The decision comes amid gloomy reports by rating agencies and Prime Minister Narendra Modi’s visit to the World Economic Forum in Davos, scheduled from January 23 to 26.

“Global brands across different categories, from apparel to electronics to accessories, will be aided through this, providing further options to Indian consumers and improving India’s ranking in ease of doing business,” said Rajat Wahi, Partner, Deloitte India. The NDA government had earlier effected major FDI changes in June 2016.

Single Brand Retail

In a move that will boost foreign retailers like Ikea, the government has approved 100% FDI under the automatic route for Single Brand Retail Trading (SBRT).

The prevalent policy on SBRT permits 49% FDI through the automatic route, and FDI beyond 49% till 100% needs government approval.

Amendments to the FDI policy are “intended to liberalise and simplify the policy so as to provide ease of doing business in the country. In turn, it will lead to larger FDI inflows contributing to growth of investment, income and employment,” the government said in a statement.

The move will not only attract additional foreign capital into the country, but will also provide an impetus to the retail industry growth, at a time when organised and retail is already seeing strong growth over the last 12 months.

The 30% local outsourcing norm too has been relaxed. SBRT entities can “set off their incremental sourcing of goods from India for global operations during initial five years, beginning April 1 of the year of the opening of the first store against the mandatory sourcing requirement of 30% of purchases from India.”

FDI in Air India

Foreign airlines can invest up to 49% under approval route in Air India. This comes against the backdrop of the government’s plans to disinvest the state-owned carrier.

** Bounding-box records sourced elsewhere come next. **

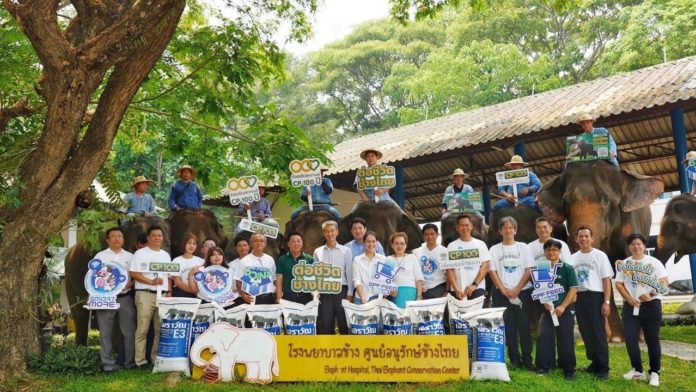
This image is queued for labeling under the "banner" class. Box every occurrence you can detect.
[566,133,611,162]
[227,176,261,206]
[445,192,483,213]
[84,259,128,310]
[288,158,321,188]
[357,165,396,190]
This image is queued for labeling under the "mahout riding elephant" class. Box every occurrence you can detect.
[338,201,423,253]
[440,213,488,247]
[65,216,169,346]
[285,211,334,255]
[167,209,228,259]
[537,160,664,340]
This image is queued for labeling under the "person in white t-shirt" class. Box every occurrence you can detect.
[488,216,535,370]
[235,233,278,305]
[130,226,172,369]
[94,227,135,373]
[616,233,669,387]
[413,223,448,299]
[529,216,572,264]
[571,226,614,380]
[447,215,491,300]
[172,233,203,298]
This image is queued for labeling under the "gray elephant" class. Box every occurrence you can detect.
[191,323,279,384]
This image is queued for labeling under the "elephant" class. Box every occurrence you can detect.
[65,216,169,346]
[285,211,334,255]
[167,209,228,259]
[338,201,423,256]
[191,323,279,384]
[440,213,488,247]
[537,160,664,340]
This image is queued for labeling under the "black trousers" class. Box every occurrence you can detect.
[317,286,350,335]
[535,304,576,373]
[575,291,609,373]
[621,299,662,374]
[493,289,533,366]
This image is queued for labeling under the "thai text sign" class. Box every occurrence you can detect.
[357,165,396,189]
[227,176,261,206]
[274,335,469,382]
[566,133,611,162]
[289,158,321,187]
[291,260,343,294]
[495,169,529,186]
[440,248,481,269]
[445,192,483,213]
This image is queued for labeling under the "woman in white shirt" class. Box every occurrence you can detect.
[385,232,424,308]
[616,234,669,386]
[172,234,203,298]
[353,231,386,304]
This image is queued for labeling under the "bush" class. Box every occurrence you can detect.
[28,344,101,375]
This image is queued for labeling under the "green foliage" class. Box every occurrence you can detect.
[28,344,101,376]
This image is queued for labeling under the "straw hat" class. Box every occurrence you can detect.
[450,168,469,178]
[360,148,382,160]
[682,151,696,164]
[176,165,198,177]
[505,155,529,167]
[131,176,154,188]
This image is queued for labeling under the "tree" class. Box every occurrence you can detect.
[0,0,315,385]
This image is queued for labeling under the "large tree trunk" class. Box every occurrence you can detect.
[0,0,186,385]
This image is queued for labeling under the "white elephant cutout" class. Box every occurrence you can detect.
[191,323,279,384]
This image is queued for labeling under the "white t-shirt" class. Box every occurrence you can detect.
[447,238,491,290]
[529,237,573,266]
[490,242,536,290]
[413,244,447,291]
[94,248,133,294]
[616,255,667,299]
[130,246,172,291]
[234,253,278,293]
[571,248,614,292]
[353,253,387,297]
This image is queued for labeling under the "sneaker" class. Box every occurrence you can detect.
[624,369,645,380]
[648,372,660,387]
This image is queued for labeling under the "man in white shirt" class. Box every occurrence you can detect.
[94,227,135,373]
[529,216,573,265]
[314,221,353,335]
[572,226,614,380]
[413,223,448,299]
[489,216,534,370]
[447,215,491,300]
[235,233,278,305]
[130,226,172,369]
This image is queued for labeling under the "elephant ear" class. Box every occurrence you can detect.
[537,175,566,223]
[621,169,665,212]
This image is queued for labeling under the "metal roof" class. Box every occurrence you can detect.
[327,57,696,220]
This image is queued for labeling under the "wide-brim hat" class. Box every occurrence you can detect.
[505,155,529,167]
[575,112,595,123]
[450,168,469,178]
[360,148,382,160]
[682,151,696,164]
[131,176,154,188]
[176,165,198,177]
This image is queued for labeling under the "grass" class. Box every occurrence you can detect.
[26,346,696,392]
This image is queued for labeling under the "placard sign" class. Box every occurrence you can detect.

“Foreign investment(s) in Air India, including that of foreign airline(s), shall not exceed 49 per cent either directly or indirectly substantial ownership and effective control of Air India shall continue to be vested in Indian National,” the government said.

Air India had a total debt of about Rs 48,877 crore at the end of March 2017, of which about Rs 17,360 crore was aircraft loan and Rs 31,517 crore was working capital debt.

The airline is expected to report a net loss of Rs 3,579 crore for 2017-18, as per budget estimates for 2017-18. It had a provisional net loss of Rs 3,643 crore in 2016-17.

Power Exchange

Overseas investment policy has also been liberalised in the case of power exchanges, an online platform where electricity is traded. Currently, the policy provides for 49% FDI under automatic route in power exchanges.

However, FII/FPI (foreign portfolio investors) purchases have been restricted to secondary market only. “It has now been decided to do away with this provision, thereby allowing FIIs (foreign institutional investors/FPIs) to invest in power exchanges through primary market as well,” the government said.


On the liberalisation in the construction development segment, the government has clarified that “real-estate broking service does not amount to real estate business” and is, therefore, eligible for 100% FDI under the automatic route.

Commenting on the development, Commerce and Industry Minister Suresh Prabhu said the decisions would help “remove roadblocks” for receiving foreign investments and would facilitate faster development of the economy.

Other Changes

Further, issue of shares against non-cash considerations like pre-incorporation expenses and import of machinery will now be permitted under the automatic route in the case of sectors that do not require government nod. Earlier, approval was needed for pre-incorporation and expenses.

Relaxing a procedural requirement, the government has now decided that for investments in automatic route sectors, approval is required only in cases of investment from country of concern (Pakistan and Bangladesh) and such FDI applications would be processed by the DIPP for government nod.

Cases under the government approval route, also requiring security clearance with respect to countries of concern, will continue to be processed by the administrative department or ministry concerned.

Earlier, the applications were processed by the Ministry of Home Affairs.